The recent announcement of Teladoc Health’s (NYSE:TDOC) agreement to acquire Livongo (NASDAQ:LVGO) is such an example. Some experts believe it could reset the competitive playing field, noted Robert Michel, Editor-in-Chief of Dark Daily.
The Teladoc-Livongo deal, if completed, will combine a virtual care company with a digital chronic disease management company, thus creating one of the largest telehealth companies to ever exist, noted Fierce Healthcare, which reported, “The combination of two of the largest publicly-traded virtual care companies announced Wednesday will create a health technology giant just as the demand for virtual care soars.
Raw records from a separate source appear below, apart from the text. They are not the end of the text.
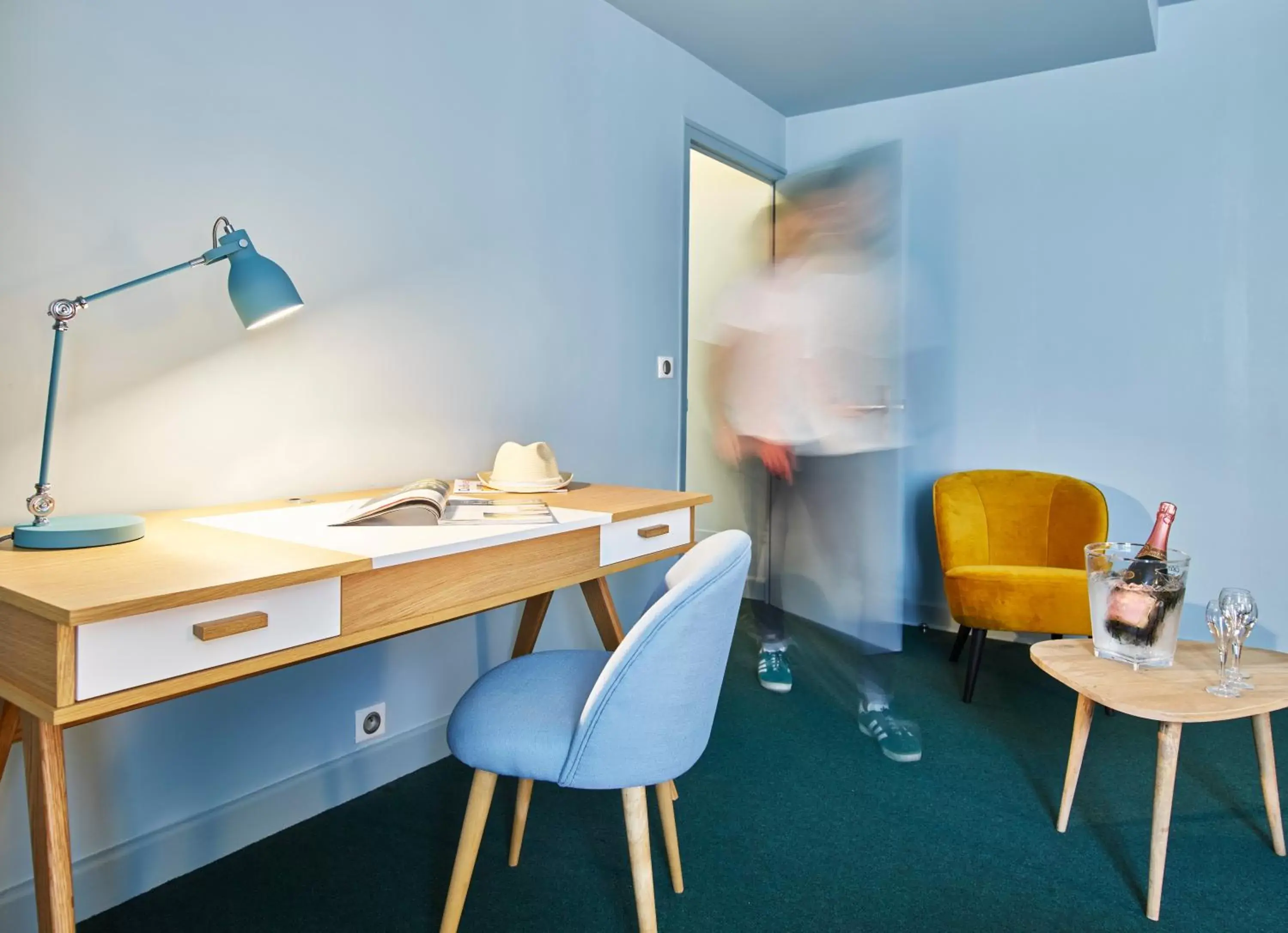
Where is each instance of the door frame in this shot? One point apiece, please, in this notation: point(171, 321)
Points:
point(722, 150)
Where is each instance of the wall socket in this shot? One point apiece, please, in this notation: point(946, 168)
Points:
point(369, 724)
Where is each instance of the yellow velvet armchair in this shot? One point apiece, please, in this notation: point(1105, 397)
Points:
point(1010, 543)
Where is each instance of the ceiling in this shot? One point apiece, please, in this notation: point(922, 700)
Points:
point(805, 56)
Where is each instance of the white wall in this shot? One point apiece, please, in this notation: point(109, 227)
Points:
point(1102, 286)
point(481, 205)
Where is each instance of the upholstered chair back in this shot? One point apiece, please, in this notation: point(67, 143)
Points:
point(650, 715)
point(1017, 518)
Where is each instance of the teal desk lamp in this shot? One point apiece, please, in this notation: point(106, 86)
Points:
point(261, 294)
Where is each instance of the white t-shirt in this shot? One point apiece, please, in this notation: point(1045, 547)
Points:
point(808, 342)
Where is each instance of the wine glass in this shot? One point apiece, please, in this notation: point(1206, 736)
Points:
point(1220, 631)
point(1241, 613)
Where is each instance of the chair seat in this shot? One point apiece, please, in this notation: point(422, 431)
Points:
point(519, 718)
point(1019, 599)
The combined worth of the two companies is said to be worth about $37 billion, according to Piper Sandler.” Piper Sandler (NYSE:PIPR) is an American multinational “investment bank and institutional securities firm,” according to the company’s website.
During a call announcing the acquisition, Jason Gorevic, CEO of Teladoc, told business analysts that Teladoc will pay $18.5 billion in cash and stock to acquire Livongo, which went public in July at $28/share, and at the time of the acquisition, was worth $159/share, Fierce Healthcare reported.
Details of the Teledoc-Livongo Deal
COVID-19 has accelerated the trend toward expanded use of telehealth, and as a result, both Teladoc and Livongo have seen exponential growth in the last few months. Fierce Healthcare reported that Teladoc has experienced year-over-year growth of 85%, that revenue growth of 30-40% is expected in the next two to three years, and that Livongo has reported 125% revenue growth in the second quarter of 2020. The combined company is expected to reach $1.3 billion in revenue, Fierce Healthcare predicted.
Analysts who have commented on the deal tend to agree with the leadership of the two companies. “I’d expect this to become a single point of access for virtual care in the next five years with one app to control them all,” Stephanie Davis, Senior Equity Research Analyst at SVB Leerink, an investment bank that specializes in healthcare, told FierceHealthcare.
Along with providing a “single point solution” to consumers, the combined company may be able to improve management of chronic conditions and access to high-quality care. “This combination creates an opportunity to empower patients to manage serious health conditions through a single, integrated delivery platform with robust capabilities,” Daniel Stewart, Managing Director, RBC Capital Markets (NYSE:RY), told FierceHealthcare.
Impact on Clinical Laboratories
Although the Teladoc-Livongo deal may not have immediate or direct repercussions for those who work in clinical laboratories, it represents an accelerating trend toward virtual health. Since there is no widely accepted way to collect lab specimens when a physician sees a patient remotely and orders tests, medical laboratory managers will want to remain flexible so as to develop effective ways to collect and test specimens after a patient’s virtual visit with a physician.
“My advice in these times of change is to do something,” Ted Schwab, Healthcare Strategist and Entrepreneur told attendees at the 24th Annual Executive War College, in New Orleans. “What we know today is that providers—including clinical laboratories and pathology groups—who do nothing will get trampled. However, those providers that do something proactively will most likely be the winners as healthcare continues to transform.”
As ever-larger numbers of physicians and patients grow comfortable with the use of telehealth because of the COVID-19 pandemic, clinical laboratories will benefit from adapting their specimen collection and transport arrangements to meet the needs of patients who do not physically visit their physicians’ offices and do not go to a laboratory patient service center.
Patients who visit providers in person can leave the office with a doctor’s order for lab tests and go directly to a lab’s patient service, often in the same building. But what will the process be when they have just completed a virtual office visit with their providers?